Bringing Up PowerToys Command Not Found

PowerToys v0.77.0 made its debut earlier this week. A cool new facility also showed up — namely, Command Not Found. This nifty PowerShell module “detects an error thrown by a command and suggests a relevant winget package to install, if available.” You can see that capsule summary in the screencap shown above. What I have learned is that Command Not Found requires installation, but also carries some dependencies as well. Thus, Bringing up PowerToys “Command Not Found” tool involves a little more work than other new items added in the past. It’s all good, though…

Steps in Bringing Up PowerToys Command Not Found

As you can see in the intro graphic above, Command Not Found (CNF) must be manually installed before it does anything inside PowerShell. This is simply a matter of clicking the install button shown at mid-right in that image.

And there are a couple of buts (pre-requisites, really):
1. Right now, CNF works only with PowerShell v7.4.0 or higher. If it’s not installed and running, that must be fixed.
2. CNF also relies on a PowerShell Gallery module named WinGet Client Module (ID: Microsoft.Winget.Client). Interestingly winget does not install PS Gallery items, but there’s a button in the PowerToys console shown above that will handle this for you. After it’s installed, you can check the CNF install logs or use the Get-InstalledModule cmdlet (another PS Gallery item).
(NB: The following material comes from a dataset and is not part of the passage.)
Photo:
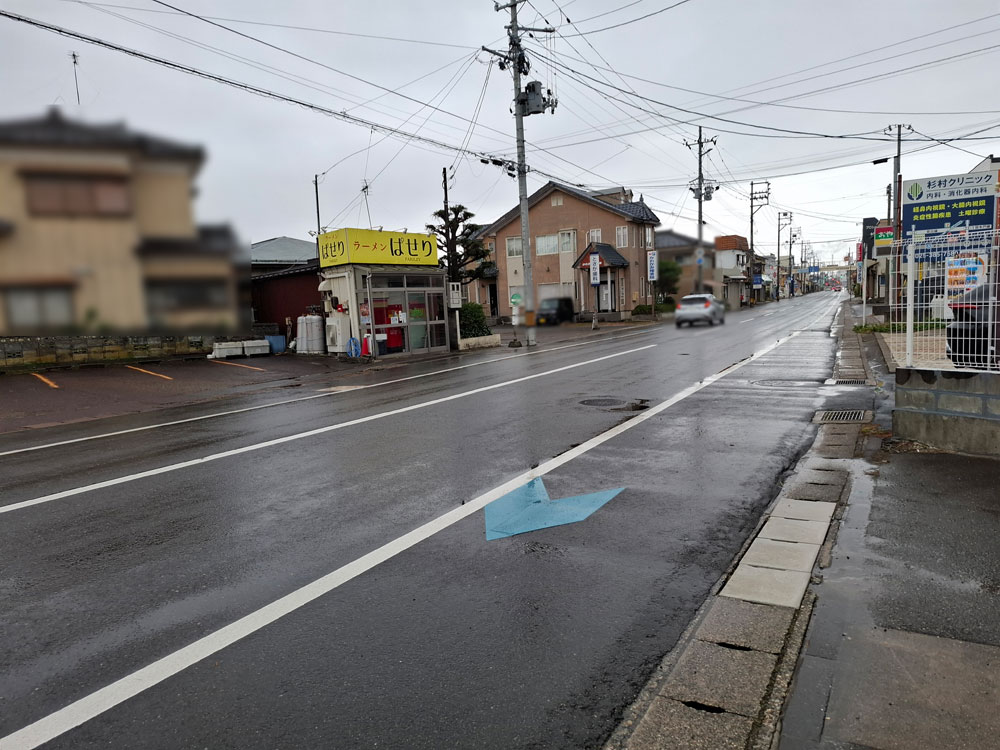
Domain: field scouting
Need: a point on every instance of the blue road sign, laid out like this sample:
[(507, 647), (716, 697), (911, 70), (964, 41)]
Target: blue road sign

Bringing Up PowerToys Command Not Found.winget-client

The Get-InstalledModule cmdlet displays all PS Gallery items in your profile.
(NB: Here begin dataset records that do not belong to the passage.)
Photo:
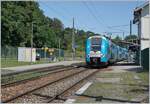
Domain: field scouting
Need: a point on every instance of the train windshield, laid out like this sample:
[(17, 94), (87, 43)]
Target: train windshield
[(96, 44), (95, 41)]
If you’ve not yet defined a PS profile, this installer will report its absence. But don’t worry: running the CNF installer creates one for you. Thus, once you get past the pre-requisities (dependencies) and install CNF, it’s almost ready to use. You’ll need to refresh the current PS profile so it brings CNF into the runtime environment for Windows Terminal/PowerShell. The easiest way to do that is to close Windows Terminal, then open it again. When you type an unknown command into the prompt, PS will offer to install it for you as long as it can find a valid source. That’s what you see in the next graphic:Bringing Up PowerToys Command Not Found.vimcheck

The vim utility is uninstalled on this PC, so CNF shows potential install strings. [Click image for full-sized view.]
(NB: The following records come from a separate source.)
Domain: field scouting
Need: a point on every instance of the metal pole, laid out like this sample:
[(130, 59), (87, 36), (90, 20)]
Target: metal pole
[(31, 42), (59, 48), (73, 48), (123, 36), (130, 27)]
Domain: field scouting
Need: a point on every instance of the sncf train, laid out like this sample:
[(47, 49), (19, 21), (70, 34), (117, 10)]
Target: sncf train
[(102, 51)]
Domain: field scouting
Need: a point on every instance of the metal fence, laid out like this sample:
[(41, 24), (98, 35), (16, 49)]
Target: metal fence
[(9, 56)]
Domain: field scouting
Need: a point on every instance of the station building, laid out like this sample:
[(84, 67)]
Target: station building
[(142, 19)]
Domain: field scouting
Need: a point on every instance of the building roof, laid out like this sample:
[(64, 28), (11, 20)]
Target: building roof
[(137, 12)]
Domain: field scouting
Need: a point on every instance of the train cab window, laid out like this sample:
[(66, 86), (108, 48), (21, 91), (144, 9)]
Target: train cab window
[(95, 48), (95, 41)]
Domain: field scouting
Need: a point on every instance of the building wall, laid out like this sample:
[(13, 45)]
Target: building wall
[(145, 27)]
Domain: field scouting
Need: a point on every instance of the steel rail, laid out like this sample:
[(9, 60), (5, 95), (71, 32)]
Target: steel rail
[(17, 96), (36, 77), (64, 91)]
Note: Demitrius Denelon used vim as his example in touting this new capability for PS users, so I had to find out what it was. As its name led me to suspect, it’s a modified version of the ancient “vi” text editor that you can run inside PS. Use winget show vim.vim to see more info.

Cool New Tool

This is a great new addition to PowerShell. This heightens my willingness to experiment with and learn about new cmdlets. Now I know if I bang on an uninstalled PS Gallery item, this facility will tell me how to install it so I can use it right away. Mmmm good!